Another day, another bank in trouble – Lehman

We learn this morning that Lehman is filing for protection from creditors whilst it seeks to sell assets to sort out its financial problems. Markets are falling on the news ,as on this occasion the US authorities have not offered to rescue it directly.

I am not surprised they have declined to put up the money. There have to be limits on how much the US taxpayer can support. The massive rescues of Fannie and Freddie stretch even the long pockets of Uncle Sam.(See September 8th post).The decision on Lehmans in that sense is doubly good news. It will force the private sector to accept more of its own risks and not to expect a bail out in every case. It will also provide some much needed relief to the escalation of risk for taxpayers.

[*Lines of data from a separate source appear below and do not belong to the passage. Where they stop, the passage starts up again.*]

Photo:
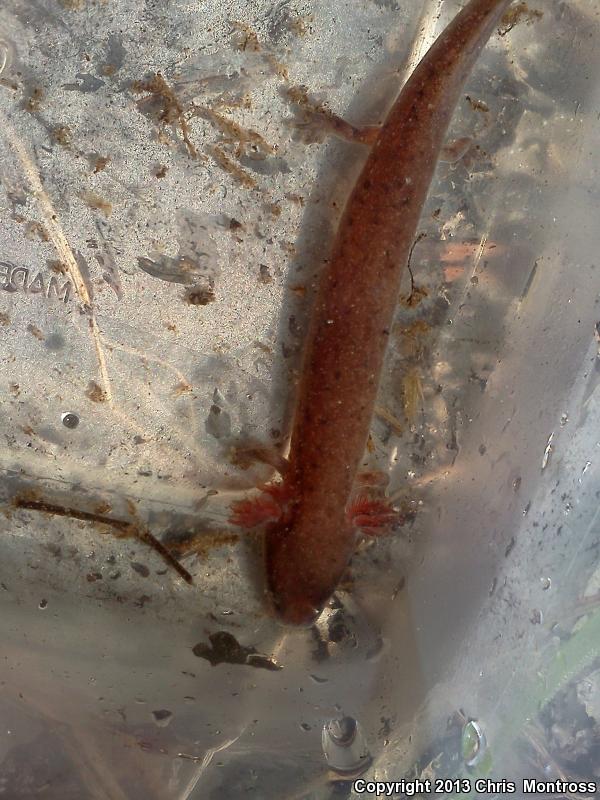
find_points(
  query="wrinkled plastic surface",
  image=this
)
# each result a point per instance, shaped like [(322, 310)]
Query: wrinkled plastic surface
[(165, 205)]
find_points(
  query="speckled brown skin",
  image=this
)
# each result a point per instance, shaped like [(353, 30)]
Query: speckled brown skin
[(309, 549)]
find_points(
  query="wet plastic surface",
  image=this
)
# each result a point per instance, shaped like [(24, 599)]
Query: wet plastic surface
[(164, 208)]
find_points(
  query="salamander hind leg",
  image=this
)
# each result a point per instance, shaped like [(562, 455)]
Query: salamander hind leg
[(268, 506), (374, 516)]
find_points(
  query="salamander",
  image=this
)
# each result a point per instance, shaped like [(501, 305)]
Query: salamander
[(310, 538)]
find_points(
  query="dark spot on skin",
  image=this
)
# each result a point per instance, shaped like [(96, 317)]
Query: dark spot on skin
[(141, 569), (54, 342)]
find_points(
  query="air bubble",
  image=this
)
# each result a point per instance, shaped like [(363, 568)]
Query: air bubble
[(6, 55), (345, 747), (473, 743)]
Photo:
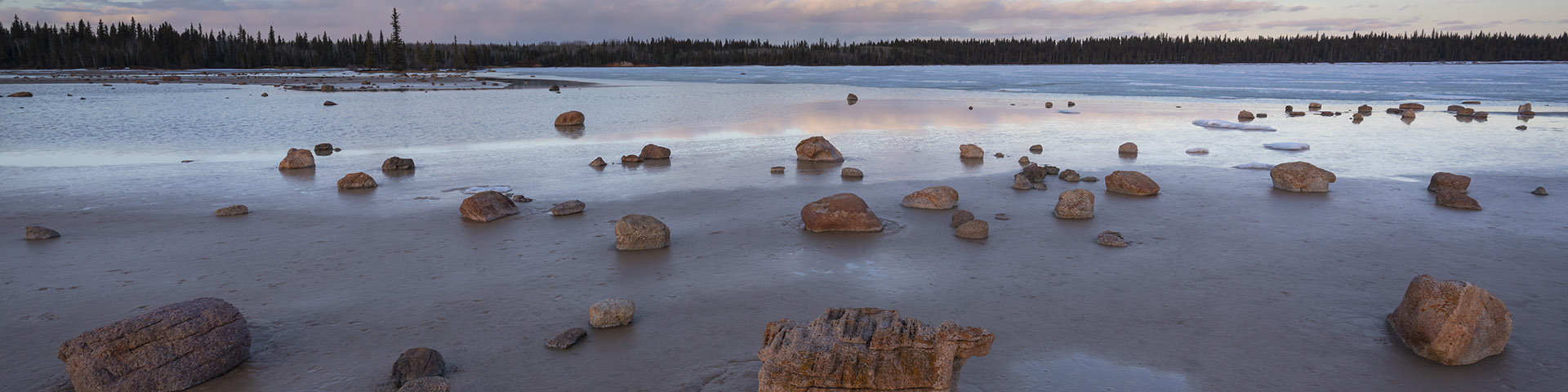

At the same time the US authorities are all too well aware of the possibility that the Lehman collapse could place strains on other financial institutions who have relied on doing business with Lehmans or have similar “assets” on their balance sheets that may need writing down as a result. So the US authorities are making yet more liquidity available to the system.

Maybe they have also encouraged the larger private banks to make available their own facility to help financial companies in trouble, which is being announced today. We are also likely to hear of the takeover of Merrill Lynch. It looks as if there is a massive amount going on behind the scenes in the USA to try to bottom this banking crisis and establish a new pattern of ownership, finance and values of financial instruments that might prove stable.

The US authorities remain alert and active, whilst the UK authorities remain sleepy and inactive. The CBI have revised their forecast for the UK economy to show a recession in the second half of this year, and practically no growth next. That must mean at least another £15 billion of government borrowing in each year, to add to the massive total the government has already committed. The UK financial positon is still deteriorating fast. The government refuses to produce its own new forecast, so it looks increasingly out of touch and behind the plot. Every knows its forecatss are wildly optimstic, so why not change them and try to look as if they want to manage events rather than be managed by them?

7 Comments

  1. David Eyles
    September 15, 2008

    For at least a year before Gordon actually got the job he wanted, the nation was in thrall to the endless "will he, won't he?" discussion. Although much of the governmental administration went on as usual, it was pretty clear that decisions were not being made at the highest levels because civil servants did not know who would be in power next week or next month or whatever. Added to which, Gordon was doing everything he could to scupper any necessary reforms by using his powerbase at the Treasury to block progress.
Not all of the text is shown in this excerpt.